É o mesmo caldo de cultura do submundo das milícias, com suas ramificações na polícia, na política e no judiciário, que assegura a impunidade aos mandantes da morte da vereadora Marielle Franco (PSOL), executada dentro do carro com três tiros na cabeça e no pescoço, ao lado do seu motorista Anderson Gomes.

Em março, o crime completou dois anos sem solução. Até agora, só os dois executores, um policial militar reformado e um ex-militar, estão presos. Quem mandou matar continua solto. A motivação para o crime ainda é desconhecida.

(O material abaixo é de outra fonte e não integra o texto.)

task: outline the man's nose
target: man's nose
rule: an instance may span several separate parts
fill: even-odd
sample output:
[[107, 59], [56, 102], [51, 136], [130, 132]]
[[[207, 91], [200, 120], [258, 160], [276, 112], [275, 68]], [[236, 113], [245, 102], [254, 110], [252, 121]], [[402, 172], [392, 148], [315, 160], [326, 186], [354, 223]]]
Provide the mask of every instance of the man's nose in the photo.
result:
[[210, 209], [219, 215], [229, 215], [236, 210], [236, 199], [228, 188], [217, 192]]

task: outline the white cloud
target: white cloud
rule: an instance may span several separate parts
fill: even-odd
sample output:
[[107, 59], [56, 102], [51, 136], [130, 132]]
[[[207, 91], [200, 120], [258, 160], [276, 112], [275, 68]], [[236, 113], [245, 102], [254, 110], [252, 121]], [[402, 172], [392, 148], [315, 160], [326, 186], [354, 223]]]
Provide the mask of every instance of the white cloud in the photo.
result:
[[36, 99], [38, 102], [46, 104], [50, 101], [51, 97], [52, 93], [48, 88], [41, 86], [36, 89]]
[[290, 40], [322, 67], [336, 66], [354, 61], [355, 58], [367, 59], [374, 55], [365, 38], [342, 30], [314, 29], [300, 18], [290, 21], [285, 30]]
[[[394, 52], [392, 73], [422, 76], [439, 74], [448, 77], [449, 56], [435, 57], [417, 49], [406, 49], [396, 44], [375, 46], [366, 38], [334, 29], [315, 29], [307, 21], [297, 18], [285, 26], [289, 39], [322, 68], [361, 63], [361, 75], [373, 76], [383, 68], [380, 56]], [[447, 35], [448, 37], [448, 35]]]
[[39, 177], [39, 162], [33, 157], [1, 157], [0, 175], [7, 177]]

Marielle era uma vereadora combativa, que defendia os direitos humanos e denunciava a violência doméstica contra as mulheres e a das polícias contra inocentes, e combatia a intervenção militar no Rio de Janeiro, comandada na época pelo general Braga Netto, hoje ministro da Defesa.

Filho de um coronel aposentado da PM que se elegeu deputado estadual, Dr. Jairinho faz parte de um poder paralelo no Rio, que confunde imunidade parlamentar com impunidade para arrecadar "rachadinhas" dos funcionários de gabinete, ameaçar, intimidar, agredir e matar desafetos. Nem crianças escapam, vê-se agora.

Na tentativa de acobertar o crime, o padrasto de Henry ligou para várias autoridades, até para o governador do Estado, mas o delegado Henrique Damasceno, após um mês de investigações, em que ouviu 18 testemunhas, encontrou "provas contundentes que revelam fundadas razões de crime hediondo", e não de um acidente doméstico, como Dr. Jairinho tentou alegar.

Marielle e Henry são vítimas da impunidade do crime organizado, que controla há anos vastas áreas do Rio de Janeiro, em que a população é refém da violência e da extorsão, sem que a polícia jamais alcance os cabeças nos podres poderes constituídos em todos os níveis.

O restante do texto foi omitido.